Namun, suara itu membuat si gadis bersurai hitam panjang tersebut berhenti mengumpulkan belanjaannya. Matanya sudah berkabut, jantungnya berdegup dua kali lebih cepat. Suara itu ... ia mengenalinya. Begitu ia menoleh, jantungnya benar-benar serasa dihunus dengan ribuan pisau.

"Ka ... kau?"

"Bagaimana mungkin?" kedua telapak tangannya membekap mulut tak percaya dengan siapa yang dilihat dengan jarak sangat dekat saat itu.

Pram masih belum sadar dengan reaksi si gadis sebelum kemudian ia menoleh dan keduanya saling bersipandang. Mata Pram membulat sempurna.

"Lintang?"

Gadis itu menggeleng tak percaya. Perlahan ia berdiri tanpa mengalihkan pandangan dari Pramoedya.

"Malam itu ... kau ... kau, sudah mati," ucapnya terbata-bata. Tangis gadis itu sudah terlihat jelas di kedua mata sendunya.

Pram tidak begitu terkejut melihat reaksi gadis di depannya. Gadis yang setiap pagi ia sapa dengan sebutan Lintang itu juga pasti sudah membaca surat kabar, jadi mana mungkin dia tidak tahu tentang kematiannya. Gadis itu berlari menjauh dengan langkah yang tidak stabil. Sedangkan Pram hanya menghela napas menatap kepergian Lintang yang semakin menjauh. Seseorang yang tidak begitu dekat dengannya saja bisa sekaget itu melihat Pram, bagaimana dengan orang-orang kantor, apalagi yang setiap hari ia temui? Mendadak kepalanya pening membayangkan semua itu terjadi.

"Malaikat maut, tolong jemput aku sekarang! Aku tidak tahu harus berbuat apa?" Pram duduk di tepi trotoar meraup wajahnya dengan gemas.

"Aku harus bagaimana, sialan?!" gumam Pram tak henti-hentinya mengumpat entah pada siapa.

"Kenapa juga tidak ada saksi mata malam itu? Kenapa orang-orang tidak tahu kalau ada orang yang sekarat, sih? Harusnya malam itu aku tidak mati begitu saja!"

Mendadak sebuah lampu menyala dalam kepala Pram yang sejak tadi gelap dan suram. Pria itu menoleh ke samping ke mana Lintang pergi barusan. Buru-buru ia bangkit untuk mengejar Lintang, karena Pram yakin, Lintang sempat mengucapkan kata kuncinya.

Benar!

Pram bergegas beranjak dari duduk dan mencari keberadaan wanita barusan. Pram yakin akan menemukan jawaban lewat wanita itu. Pasti ada jalan hari ini, setidaknya meski hanya satu petunjuk yang akan ia dapatkan. Tetapi, Pram selalu meyakini bahwa, sebuah pencapaian besar selalu terkumpul dari hal-hal kecil yang ditekuni. Seperti bagaimana selama ini ia bekerja menjadi seorang pemburu berita.

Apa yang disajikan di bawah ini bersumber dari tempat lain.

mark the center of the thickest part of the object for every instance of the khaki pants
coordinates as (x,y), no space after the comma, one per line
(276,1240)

Pram tak pernah segan untuk menanyai pertanyaan klasik kepada para narasumber yang ia temui. Karena dengan begitulah ia dapat menulis sebuah berita eksklusif, yang benar-benar detail dan akurat.

***

"Kau pasti sudah gila!" Pria paruh baya dengan setelan jas mahal dan rambut klimis itu nyaris saja mengumpat dengan keras menyaksikan mayat yang sudah tak berbentuk lagi di depannya.

Ia melengos, sedetik kemudian menghela napas berat. Bagaimana mungkin ia bisa berurusan dengan seseorang yang sangat mengerikan.

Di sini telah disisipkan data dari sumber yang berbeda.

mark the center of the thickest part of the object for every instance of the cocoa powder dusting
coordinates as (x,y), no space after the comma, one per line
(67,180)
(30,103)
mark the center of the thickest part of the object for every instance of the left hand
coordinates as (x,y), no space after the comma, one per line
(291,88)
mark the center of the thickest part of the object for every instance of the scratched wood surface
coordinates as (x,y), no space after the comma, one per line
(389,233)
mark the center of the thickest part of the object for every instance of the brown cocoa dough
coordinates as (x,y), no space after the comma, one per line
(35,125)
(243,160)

"Kau juga pasti sudah lupa, kalau aku memang gila," balas lawan bicaranya seraya mengusap pisau yang penuh dengan lumuran darah dengan tangan.

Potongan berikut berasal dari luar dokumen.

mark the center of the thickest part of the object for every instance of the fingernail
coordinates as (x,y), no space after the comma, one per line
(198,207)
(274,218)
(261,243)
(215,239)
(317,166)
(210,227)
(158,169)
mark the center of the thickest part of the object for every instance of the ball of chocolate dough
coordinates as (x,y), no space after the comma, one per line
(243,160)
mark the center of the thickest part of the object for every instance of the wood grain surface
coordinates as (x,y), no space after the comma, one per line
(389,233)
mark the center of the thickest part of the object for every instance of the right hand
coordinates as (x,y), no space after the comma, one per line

Sebuah seringai tampak jelas menghiasi wajahnya. Laki-laki itu melirik pria paruh baya yang berdiri tak jauh darinya.

"Cepat tepati semua ucapanmu, sebelum kau menyesali semuanya."

"Tidak dalam waktu dekat," jawab pria itu, "kondisinya masih belum kondusif, kalau kau memaksanya untuk pergi secepatnya, semuanya akan tambah runyam."

Ia mengusap wajah dengan sebelah tangan, lantas menghela napas kali ini lebih berat dari sebelumnya.

"Tunggu kabar dariku dan jangan bertindak bodoh kalau kau ingin hidup dengan nyaman."